You had those eyes of famished appetite,
Starving for love I thought I could bring
In a time where it was not, my heart was smite,
Smitten by the stresses of heart plucked strings
Where nothing and everything felt right,
And skin-bound your scornful lips agreed
You made me your addiction overnight,
And I chose to let you consume me.
This love became a hurtful blaze,
As liquid fire you scorched my every day.
Unto your chalice I sipped for days
My core sated from your insidious buffet.
If not first pleasure, the heart requests
Then shelter from the cracks of pain
The ones exacted from the chest
To the falsehood of love drenched in vain.
“Emily” was right, and pain is a blank,
an all consuming universe so familiar,
reinforced only by our failure to think,
to not be consumed by it, or bewildered.
Like a human being’s grip on reality
How we are abandoned in the grips of pain
It is though we cannot recall the enquiry
Of when the pain supplanted our brains
Though it attacks like a visceral beast
In moments when the heart is weak
It eventually subsides and is deceased
And like a new universe its origins bleak
But nothing is beautiful about heartbreak
No fucking poetry can express the hurt
There’s no sulking in the middle of silence
No tears arranged there of any worth
It’s not that 7:30 commute to work,
Where every face reminds you of pain
But where every single breath feels like death
Yet you keep breathing to embrace the strain
It’s like the fibers of your very being
Are piecemealed by the affinity for pain.

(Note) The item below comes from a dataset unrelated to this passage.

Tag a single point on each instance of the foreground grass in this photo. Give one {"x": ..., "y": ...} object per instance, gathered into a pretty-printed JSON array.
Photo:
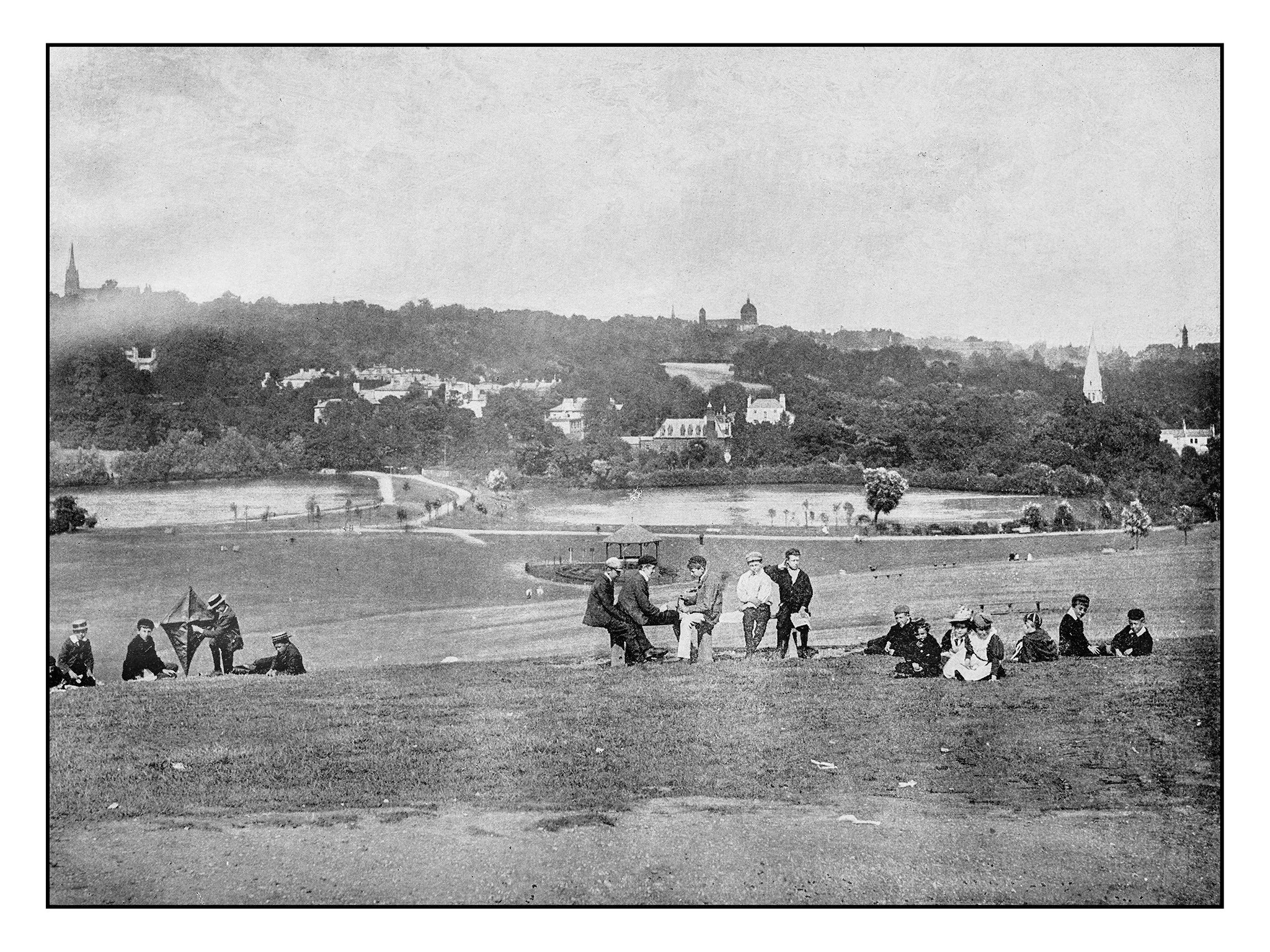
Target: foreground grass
[{"x": 1072, "y": 735}]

But such resistance finds itself agreeing
That love and all its faults are daisy-chained,
Sequenced into the theorem for exploring pain
Where there is love, there is heartbreak
Just a simple reflection of the mirror’s pane.
No one is perfect and everyone aches.
How the world weighs in heaviest on the heart,
It’s always pain, we should stop romanticizing pain
It hurts and hurts, yet still smiles impart,
Then one night, your face defiles my brain
Over and over again, like a cyclic fiend
So frequent we forget where it began
Face down and weeping we are quarantined
To a place prolonging pain and its lifespan
My dreams are haunted by her derisive ghost,
the cold snare of her lips upon my face.
My chest aches, like something is broken,
And the pain itself becomes encased—
Corrupting from inside like cancer cells,
Until it becomes hyperbolic and unconstrained
And all the memories of her are like a hell,
They all commence and conclude with pain.